Looks great! I learnt to drive in a 'B' and my father built a one off sports car based on 'B' running gear and engine. We still have it in the garage.

I'm using an Open Revolt in my Golf and I'm very interested in your display. Did you make it or buy it? Will it display any of the Open Revolt parameters? Would it display Ah used?

Cheers and good luck, looks great so far. What wh/mile and range are you expecting.

Adam


----------



## alvin (Jul 26, 2008)

Hi Adam

Thanks. The display is open source. You can toggle through the differnet screens to read Pack voltage ,Motor amps ,Battery amps, Acc.Battery voltage,%SOC ,Miles to empty,Motor temp ,Controller temp,And Battery temp.

It will also drive the cars fuel gauge.

Here is a link to the build thread. 

LCD Display

Alvin


----------



## Caps18 (Jun 8, 2008)

Is it a manual transmission or a direct drive?

It looks really good, how does it perform?


----------



## Woodsmith (Jun 5, 2008)

I fancied converting a B, I figured it would make a fairly straight forward conversion.

Good work on that one.
How does it perform? Any video?

The display seems very similar to the cycle analyst.


----------



## alvin (Jul 26, 2008)

Caps18

Thank You.

Transmission and clutchless. I use 3rd and 4th. 4th is 1to1 and is not a problem to use just 4th gear.

It had crossed my mind to go direct drive but I was ready to get it going and left it alone.

A few months ago when I got it I tried an 8" pump motor ,it was ok...
Then I put the 11" in it and with the car full of lead (the batteries I was testing with) ,It would accelerate up hills without a problem. 

I have not driven any where with the lithiums yet. I charged for the first time yesterday and am thinking about bottom balancing first.

I guess I could run some of it out driving.

Alvin


----------



## alvin (Jul 26, 2008)

Woodsmith

Thank You very much.

The conversion was fairly easy the coupler for the ranger is the same for the B. I just re-drilled the adapter plate holes.

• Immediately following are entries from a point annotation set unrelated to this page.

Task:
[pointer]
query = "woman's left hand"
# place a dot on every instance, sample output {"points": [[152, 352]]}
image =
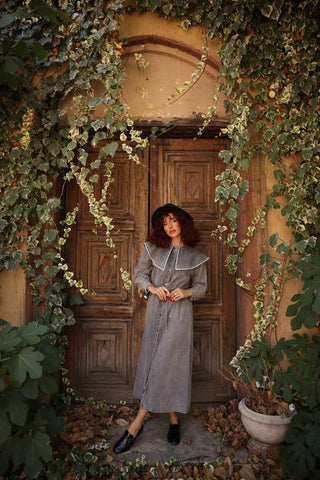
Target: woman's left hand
{"points": [[179, 294]]}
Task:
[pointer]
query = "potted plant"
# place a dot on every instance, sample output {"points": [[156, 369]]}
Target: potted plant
{"points": [[257, 376]]}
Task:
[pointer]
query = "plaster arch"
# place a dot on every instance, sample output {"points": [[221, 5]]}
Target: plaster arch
{"points": [[170, 64]]}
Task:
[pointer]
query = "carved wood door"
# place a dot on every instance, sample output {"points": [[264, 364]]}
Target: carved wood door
{"points": [[104, 343]]}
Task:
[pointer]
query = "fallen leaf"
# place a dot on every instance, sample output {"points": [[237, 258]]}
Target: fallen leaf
{"points": [[122, 422], [246, 473]]}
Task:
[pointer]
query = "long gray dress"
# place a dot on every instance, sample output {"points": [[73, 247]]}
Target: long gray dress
{"points": [[163, 377]]}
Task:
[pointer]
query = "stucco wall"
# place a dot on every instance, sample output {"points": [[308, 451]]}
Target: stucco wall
{"points": [[13, 296]]}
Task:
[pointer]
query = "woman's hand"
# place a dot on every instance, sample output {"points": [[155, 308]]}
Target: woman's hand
{"points": [[161, 292], [179, 294]]}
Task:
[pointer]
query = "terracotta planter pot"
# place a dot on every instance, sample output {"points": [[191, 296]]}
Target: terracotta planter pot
{"points": [[265, 430]]}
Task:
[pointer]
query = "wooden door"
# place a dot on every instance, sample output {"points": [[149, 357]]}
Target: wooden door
{"points": [[104, 343]]}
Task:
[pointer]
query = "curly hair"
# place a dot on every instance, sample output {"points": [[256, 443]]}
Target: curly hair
{"points": [[189, 233]]}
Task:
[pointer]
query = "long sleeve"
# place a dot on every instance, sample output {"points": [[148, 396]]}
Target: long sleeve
{"points": [[199, 282], [142, 272]]}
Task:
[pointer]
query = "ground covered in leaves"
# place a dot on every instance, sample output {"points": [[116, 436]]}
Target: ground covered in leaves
{"points": [[86, 435]]}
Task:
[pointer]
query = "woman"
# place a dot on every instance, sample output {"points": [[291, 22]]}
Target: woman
{"points": [[171, 273]]}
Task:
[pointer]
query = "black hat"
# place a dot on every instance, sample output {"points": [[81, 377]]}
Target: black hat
{"points": [[166, 209]]}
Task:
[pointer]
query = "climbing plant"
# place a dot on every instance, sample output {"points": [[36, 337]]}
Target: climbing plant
{"points": [[52, 53]]}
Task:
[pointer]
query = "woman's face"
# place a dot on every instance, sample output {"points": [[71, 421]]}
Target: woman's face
{"points": [[172, 227]]}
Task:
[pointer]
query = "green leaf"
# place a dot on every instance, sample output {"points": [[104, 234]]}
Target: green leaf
{"points": [[9, 338], [30, 389], [76, 300], [48, 384], [30, 333], [50, 362], [6, 19], [26, 361], [5, 426], [109, 149], [12, 401], [273, 239], [94, 102]]}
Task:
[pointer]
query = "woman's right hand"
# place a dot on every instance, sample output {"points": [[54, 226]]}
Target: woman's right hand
{"points": [[161, 292]]}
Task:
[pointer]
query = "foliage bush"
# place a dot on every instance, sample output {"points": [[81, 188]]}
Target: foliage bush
{"points": [[28, 367]]}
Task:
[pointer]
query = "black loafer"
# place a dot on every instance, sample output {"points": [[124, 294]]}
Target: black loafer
{"points": [[125, 442], [174, 434]]}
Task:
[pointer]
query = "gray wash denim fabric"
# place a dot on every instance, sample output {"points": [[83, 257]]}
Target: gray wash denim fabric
{"points": [[163, 377]]}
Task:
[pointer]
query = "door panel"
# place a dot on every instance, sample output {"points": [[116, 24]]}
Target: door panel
{"points": [[105, 341], [102, 344]]}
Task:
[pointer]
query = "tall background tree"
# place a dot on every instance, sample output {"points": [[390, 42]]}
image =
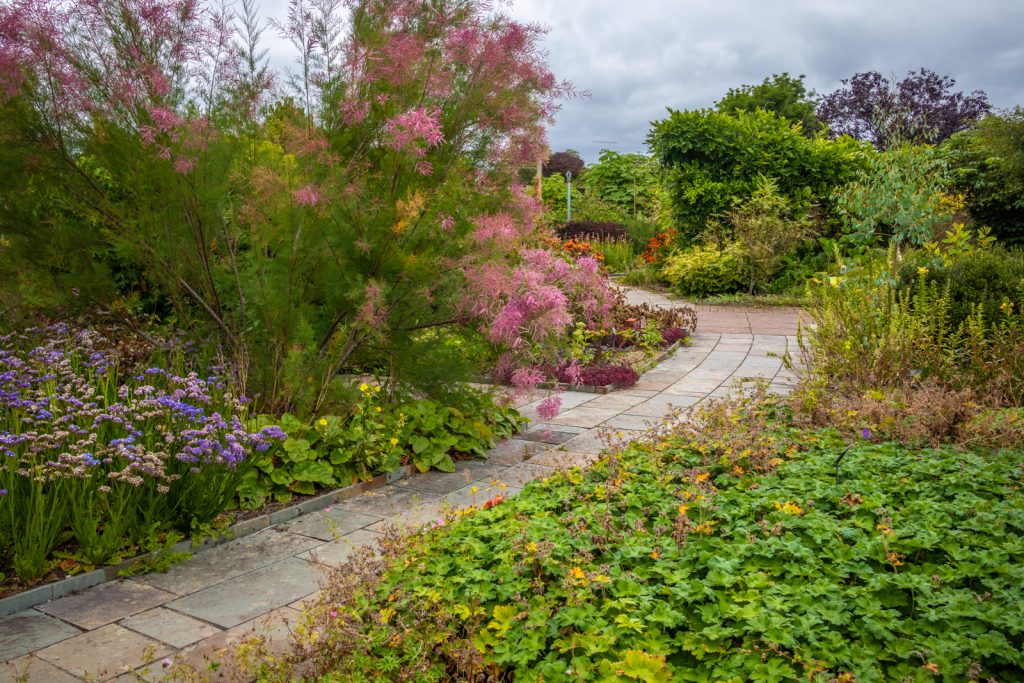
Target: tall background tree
{"points": [[987, 166], [562, 162], [921, 109], [781, 94]]}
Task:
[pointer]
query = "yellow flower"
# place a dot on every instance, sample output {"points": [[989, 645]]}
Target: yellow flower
{"points": [[790, 508]]}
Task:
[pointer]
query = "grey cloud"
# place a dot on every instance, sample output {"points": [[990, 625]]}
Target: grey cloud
{"points": [[637, 57]]}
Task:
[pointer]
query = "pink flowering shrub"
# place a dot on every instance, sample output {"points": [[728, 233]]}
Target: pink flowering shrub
{"points": [[349, 223]]}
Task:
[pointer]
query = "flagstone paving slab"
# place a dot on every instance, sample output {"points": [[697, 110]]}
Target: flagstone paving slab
{"points": [[105, 603], [388, 501], [596, 440], [631, 422], [557, 459], [329, 523], [585, 416], [103, 653], [512, 451], [444, 482], [29, 631], [33, 669], [521, 474], [336, 552], [246, 597], [554, 434], [274, 628], [229, 560], [169, 627], [254, 585]]}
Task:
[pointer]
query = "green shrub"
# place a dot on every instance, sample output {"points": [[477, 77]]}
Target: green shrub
{"points": [[616, 255], [981, 279], [701, 270], [987, 164], [899, 196], [869, 334], [640, 232], [374, 437], [767, 230], [713, 160]]}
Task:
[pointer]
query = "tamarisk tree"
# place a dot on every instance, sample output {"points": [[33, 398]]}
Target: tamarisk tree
{"points": [[146, 156]]}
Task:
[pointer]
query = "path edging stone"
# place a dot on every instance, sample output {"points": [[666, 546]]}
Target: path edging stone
{"points": [[58, 589]]}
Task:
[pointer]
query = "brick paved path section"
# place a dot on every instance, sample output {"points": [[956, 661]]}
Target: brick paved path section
{"points": [[257, 584]]}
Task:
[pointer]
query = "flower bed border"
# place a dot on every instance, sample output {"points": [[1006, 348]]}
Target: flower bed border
{"points": [[602, 388], [58, 589]]}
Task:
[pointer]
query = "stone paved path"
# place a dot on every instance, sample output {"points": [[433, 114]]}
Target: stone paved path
{"points": [[257, 584]]}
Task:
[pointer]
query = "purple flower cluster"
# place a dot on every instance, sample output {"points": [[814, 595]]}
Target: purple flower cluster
{"points": [[65, 413]]}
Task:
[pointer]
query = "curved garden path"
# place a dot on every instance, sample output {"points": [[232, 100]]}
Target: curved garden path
{"points": [[258, 583]]}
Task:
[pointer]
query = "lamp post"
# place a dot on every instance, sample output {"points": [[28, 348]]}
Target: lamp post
{"points": [[568, 196]]}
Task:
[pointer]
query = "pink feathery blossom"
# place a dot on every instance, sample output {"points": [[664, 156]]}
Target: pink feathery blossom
{"points": [[373, 312], [414, 129], [306, 196], [523, 378], [549, 407], [183, 165]]}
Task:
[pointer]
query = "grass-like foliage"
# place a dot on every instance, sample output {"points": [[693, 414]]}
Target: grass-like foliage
{"points": [[109, 453], [726, 555]]}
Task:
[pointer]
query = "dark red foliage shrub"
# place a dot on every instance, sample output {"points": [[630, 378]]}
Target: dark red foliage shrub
{"points": [[592, 229], [623, 376], [672, 335]]}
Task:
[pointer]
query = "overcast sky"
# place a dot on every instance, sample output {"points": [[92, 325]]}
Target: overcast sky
{"points": [[636, 57]]}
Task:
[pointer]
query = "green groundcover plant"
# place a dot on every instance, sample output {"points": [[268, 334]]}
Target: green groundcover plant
{"points": [[727, 557], [376, 436]]}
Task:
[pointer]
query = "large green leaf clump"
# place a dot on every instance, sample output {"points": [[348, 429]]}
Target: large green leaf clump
{"points": [[898, 564]]}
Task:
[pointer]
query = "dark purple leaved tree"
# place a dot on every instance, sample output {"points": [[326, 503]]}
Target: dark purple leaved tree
{"points": [[922, 108]]}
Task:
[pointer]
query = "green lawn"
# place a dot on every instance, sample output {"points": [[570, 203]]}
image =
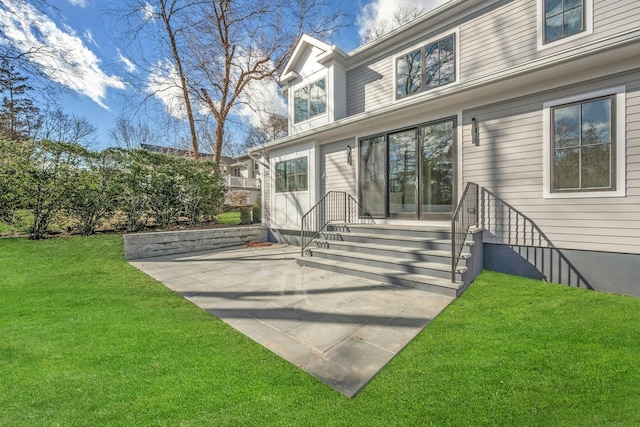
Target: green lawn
{"points": [[86, 339]]}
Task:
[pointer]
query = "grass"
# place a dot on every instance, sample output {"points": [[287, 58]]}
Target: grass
{"points": [[86, 339]]}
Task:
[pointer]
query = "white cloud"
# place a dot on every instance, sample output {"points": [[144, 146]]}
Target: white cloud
{"points": [[61, 53], [79, 3], [260, 99], [380, 11], [164, 83], [88, 35], [128, 64]]}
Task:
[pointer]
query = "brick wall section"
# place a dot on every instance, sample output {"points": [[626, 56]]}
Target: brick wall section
{"points": [[147, 245]]}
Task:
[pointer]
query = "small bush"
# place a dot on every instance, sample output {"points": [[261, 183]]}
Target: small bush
{"points": [[245, 215]]}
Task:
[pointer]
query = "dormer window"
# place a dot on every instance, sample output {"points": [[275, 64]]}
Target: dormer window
{"points": [[430, 66], [310, 101], [562, 18]]}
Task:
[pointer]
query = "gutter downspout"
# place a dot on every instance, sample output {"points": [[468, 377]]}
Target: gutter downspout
{"points": [[262, 183]]}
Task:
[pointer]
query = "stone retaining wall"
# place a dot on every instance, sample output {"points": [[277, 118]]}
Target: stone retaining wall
{"points": [[147, 245]]}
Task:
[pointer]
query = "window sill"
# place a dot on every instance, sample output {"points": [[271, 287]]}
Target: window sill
{"points": [[584, 194]]}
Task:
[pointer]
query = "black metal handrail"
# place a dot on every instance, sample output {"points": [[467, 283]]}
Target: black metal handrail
{"points": [[511, 227], [464, 217], [333, 207]]}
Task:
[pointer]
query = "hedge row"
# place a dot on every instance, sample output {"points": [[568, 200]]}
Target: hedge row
{"points": [[52, 178]]}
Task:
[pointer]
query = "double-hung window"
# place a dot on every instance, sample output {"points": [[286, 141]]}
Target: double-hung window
{"points": [[291, 175], [585, 145], [428, 67], [563, 18], [310, 101]]}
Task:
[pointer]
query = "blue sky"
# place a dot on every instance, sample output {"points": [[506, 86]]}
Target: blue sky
{"points": [[98, 85]]}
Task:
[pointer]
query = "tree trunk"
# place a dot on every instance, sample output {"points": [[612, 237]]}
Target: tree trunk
{"points": [[166, 17]]}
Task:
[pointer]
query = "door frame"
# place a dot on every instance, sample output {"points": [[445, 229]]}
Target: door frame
{"points": [[418, 215]]}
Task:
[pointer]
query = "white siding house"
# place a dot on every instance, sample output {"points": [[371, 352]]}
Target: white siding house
{"points": [[536, 101]]}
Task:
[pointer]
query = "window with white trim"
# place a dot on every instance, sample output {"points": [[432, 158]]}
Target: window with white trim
{"points": [[563, 18], [309, 101], [563, 21], [291, 175], [428, 67], [585, 145]]}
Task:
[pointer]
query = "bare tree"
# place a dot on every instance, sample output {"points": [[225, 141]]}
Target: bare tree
{"points": [[273, 127], [127, 134], [240, 43], [168, 10], [221, 48], [401, 16]]}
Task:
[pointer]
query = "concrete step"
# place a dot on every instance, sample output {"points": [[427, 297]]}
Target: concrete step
{"points": [[396, 230], [428, 243], [427, 283], [411, 254], [389, 262]]}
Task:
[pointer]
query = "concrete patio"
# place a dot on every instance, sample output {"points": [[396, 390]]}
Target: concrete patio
{"points": [[338, 328]]}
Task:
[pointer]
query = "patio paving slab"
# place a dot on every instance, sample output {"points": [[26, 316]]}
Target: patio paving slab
{"points": [[338, 328]]}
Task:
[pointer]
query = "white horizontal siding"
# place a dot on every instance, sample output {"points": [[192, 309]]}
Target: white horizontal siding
{"points": [[499, 39], [612, 17], [508, 162], [507, 36], [370, 86], [336, 173]]}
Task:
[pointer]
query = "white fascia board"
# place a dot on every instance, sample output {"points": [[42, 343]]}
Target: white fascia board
{"points": [[627, 41]]}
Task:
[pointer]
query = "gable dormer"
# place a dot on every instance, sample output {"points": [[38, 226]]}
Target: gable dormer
{"points": [[314, 84]]}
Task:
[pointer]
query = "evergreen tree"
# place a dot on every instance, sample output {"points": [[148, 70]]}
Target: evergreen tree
{"points": [[19, 117]]}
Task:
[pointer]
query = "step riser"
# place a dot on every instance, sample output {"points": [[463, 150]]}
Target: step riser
{"points": [[429, 244], [443, 273], [385, 279], [425, 233], [388, 251]]}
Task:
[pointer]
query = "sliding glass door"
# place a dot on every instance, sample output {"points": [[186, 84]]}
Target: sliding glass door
{"points": [[409, 174], [403, 179], [436, 169], [373, 176]]}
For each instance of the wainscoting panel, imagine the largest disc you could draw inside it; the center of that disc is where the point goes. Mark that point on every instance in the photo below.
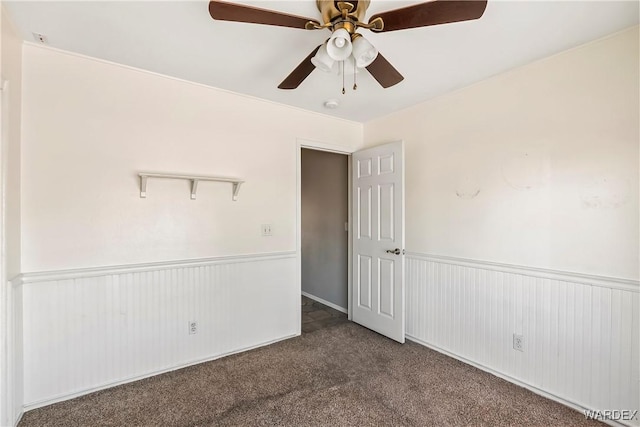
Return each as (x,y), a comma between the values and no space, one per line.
(92,328)
(581,333)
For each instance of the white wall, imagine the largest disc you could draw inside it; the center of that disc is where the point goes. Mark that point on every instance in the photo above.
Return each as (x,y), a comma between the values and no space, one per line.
(552,148)
(90,127)
(10,301)
(522,217)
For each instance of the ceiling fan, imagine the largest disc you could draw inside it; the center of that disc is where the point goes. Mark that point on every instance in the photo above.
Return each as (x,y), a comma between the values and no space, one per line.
(343,19)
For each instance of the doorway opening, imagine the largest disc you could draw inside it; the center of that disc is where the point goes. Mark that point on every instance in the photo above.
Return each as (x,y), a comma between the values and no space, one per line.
(324,234)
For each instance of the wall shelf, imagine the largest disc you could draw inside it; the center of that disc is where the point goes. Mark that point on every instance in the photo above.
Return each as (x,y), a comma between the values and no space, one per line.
(144,176)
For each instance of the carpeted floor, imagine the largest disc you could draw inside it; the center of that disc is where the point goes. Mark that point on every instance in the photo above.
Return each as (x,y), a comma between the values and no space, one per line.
(343,375)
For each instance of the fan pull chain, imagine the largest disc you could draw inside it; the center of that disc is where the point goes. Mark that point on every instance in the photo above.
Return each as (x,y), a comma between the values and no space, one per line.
(355,72)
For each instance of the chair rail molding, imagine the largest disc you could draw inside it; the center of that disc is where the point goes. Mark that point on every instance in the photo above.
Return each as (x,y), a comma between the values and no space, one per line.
(93,328)
(581,333)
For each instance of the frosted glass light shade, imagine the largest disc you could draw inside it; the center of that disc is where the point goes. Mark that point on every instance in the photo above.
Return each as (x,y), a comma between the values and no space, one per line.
(364,52)
(322,60)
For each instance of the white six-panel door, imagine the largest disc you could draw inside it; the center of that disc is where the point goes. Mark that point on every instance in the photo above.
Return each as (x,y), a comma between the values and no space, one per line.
(378,239)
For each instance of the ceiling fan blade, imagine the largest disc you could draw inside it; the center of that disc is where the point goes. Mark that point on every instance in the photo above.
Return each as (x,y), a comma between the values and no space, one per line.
(383,72)
(301,72)
(224,11)
(431,13)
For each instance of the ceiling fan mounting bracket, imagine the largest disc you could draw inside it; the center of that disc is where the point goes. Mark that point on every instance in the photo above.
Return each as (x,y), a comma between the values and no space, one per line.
(330,9)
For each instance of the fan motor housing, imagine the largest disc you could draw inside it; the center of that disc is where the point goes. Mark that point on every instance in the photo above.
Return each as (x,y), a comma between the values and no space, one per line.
(331,11)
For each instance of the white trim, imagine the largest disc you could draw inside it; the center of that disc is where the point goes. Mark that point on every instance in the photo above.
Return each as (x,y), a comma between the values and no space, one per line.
(325,302)
(46,276)
(573,405)
(68,396)
(601,281)
(177,79)
(332,148)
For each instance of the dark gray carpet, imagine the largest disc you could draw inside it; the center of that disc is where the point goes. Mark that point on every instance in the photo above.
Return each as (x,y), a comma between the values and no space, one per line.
(342,375)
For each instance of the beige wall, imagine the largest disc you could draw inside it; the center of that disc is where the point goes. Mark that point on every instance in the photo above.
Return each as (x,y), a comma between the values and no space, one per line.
(12,75)
(90,127)
(551,149)
(325,209)
(10,301)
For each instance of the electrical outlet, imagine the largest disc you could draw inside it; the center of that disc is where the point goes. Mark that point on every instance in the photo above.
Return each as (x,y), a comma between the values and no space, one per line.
(518,342)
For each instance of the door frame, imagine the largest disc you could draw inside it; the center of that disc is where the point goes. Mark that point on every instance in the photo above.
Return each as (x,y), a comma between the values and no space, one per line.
(331,148)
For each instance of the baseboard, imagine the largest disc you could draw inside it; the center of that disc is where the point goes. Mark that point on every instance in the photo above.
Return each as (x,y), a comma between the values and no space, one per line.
(325,302)
(69,396)
(18,418)
(573,405)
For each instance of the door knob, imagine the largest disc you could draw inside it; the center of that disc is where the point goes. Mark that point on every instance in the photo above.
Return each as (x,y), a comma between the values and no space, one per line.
(396,251)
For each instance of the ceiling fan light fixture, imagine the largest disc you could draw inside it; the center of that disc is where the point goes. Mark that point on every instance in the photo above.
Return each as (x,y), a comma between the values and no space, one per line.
(363,52)
(322,60)
(339,46)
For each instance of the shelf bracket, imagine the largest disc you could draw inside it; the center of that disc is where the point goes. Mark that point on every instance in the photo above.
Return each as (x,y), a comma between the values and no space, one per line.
(236,190)
(195,179)
(143,186)
(194,188)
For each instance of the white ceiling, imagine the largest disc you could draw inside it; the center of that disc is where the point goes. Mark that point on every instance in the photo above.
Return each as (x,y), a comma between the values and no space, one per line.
(179,38)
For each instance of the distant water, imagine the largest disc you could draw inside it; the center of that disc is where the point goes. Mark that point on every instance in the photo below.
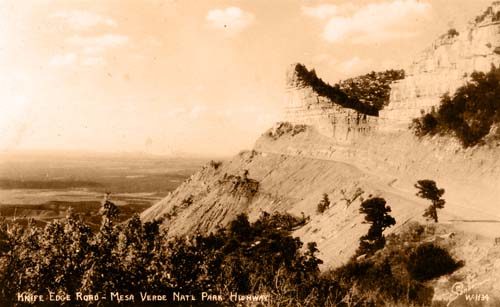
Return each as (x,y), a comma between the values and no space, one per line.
(43,187)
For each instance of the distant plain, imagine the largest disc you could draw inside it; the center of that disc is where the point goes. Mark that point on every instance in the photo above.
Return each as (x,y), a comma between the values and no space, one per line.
(44,186)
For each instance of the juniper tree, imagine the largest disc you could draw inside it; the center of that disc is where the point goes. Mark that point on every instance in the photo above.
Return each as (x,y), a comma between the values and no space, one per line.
(427,189)
(377,214)
(324,204)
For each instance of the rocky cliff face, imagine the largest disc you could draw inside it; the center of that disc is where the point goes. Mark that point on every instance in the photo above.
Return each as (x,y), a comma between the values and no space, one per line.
(339,152)
(308,108)
(444,67)
(441,68)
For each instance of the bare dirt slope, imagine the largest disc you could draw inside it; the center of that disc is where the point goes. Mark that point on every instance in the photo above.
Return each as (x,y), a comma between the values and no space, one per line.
(290,172)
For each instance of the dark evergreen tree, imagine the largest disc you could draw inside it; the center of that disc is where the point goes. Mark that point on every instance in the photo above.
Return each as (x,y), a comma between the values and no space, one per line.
(377,215)
(427,189)
(324,204)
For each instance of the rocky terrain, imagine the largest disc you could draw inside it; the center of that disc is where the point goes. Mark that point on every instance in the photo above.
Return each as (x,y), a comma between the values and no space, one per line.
(323,150)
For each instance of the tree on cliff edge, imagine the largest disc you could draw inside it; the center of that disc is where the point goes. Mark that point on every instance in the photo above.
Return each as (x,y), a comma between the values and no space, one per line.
(377,214)
(427,189)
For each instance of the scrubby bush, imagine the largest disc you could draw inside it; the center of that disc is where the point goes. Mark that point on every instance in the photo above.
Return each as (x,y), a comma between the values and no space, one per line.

The hard part was getting the car back together. It was in a barn when I found it.
No video maybe latter .

Alvin


----------



## Ziggythewiz (May 16, 2010)

It's usually best to balance (either top or bottom) before they're in the car. Do you have a powerlab or similar to control the discharging?


----------



## Ace_bridger (Nov 22, 2011)

alvin said:


> Hi Adam
> 
> Thanks. The display is open source. You can toggle through the differnet screens to read Pack voltage ,Motor amps ,Battery amps, Acc.Battery voltage,%SOC ,Miles to empty,Motor temp ,Controller temp,And Battery temp.
> 
> ...


Thanks Alvin,

I'll try and track down a board or get some made.

Cheers,

Adam


----------



## alvin (Jul 26, 2008)

Ziggythewiz
The batteries will have to come back out. And I have that 8" motor that I thought might work to discharge.


Adam 

I saw on the other forum that you found a board.

That's great.

Alvin


----------



## Ace_bridger (Nov 22, 2011)

Yeah, there are some in Ireland which is a result! The internet is a wonderful thing...information sharing on a global scale within seconds!!

Many thanks for the lead and I'll follow your build with interest.


----------



## alvin (Jul 26, 2008)

I thought I would do a final update on this in case anyone finds this in the future. After using this for a couple of years I have removed the ev parts and put them back into my ranger.

I live in a rural area and the truck is more useful to me. The MG was a lot of fun. I have had several over the last 45 years. I did not have any problems with it just decided to go back to the truck.

Alvin


----------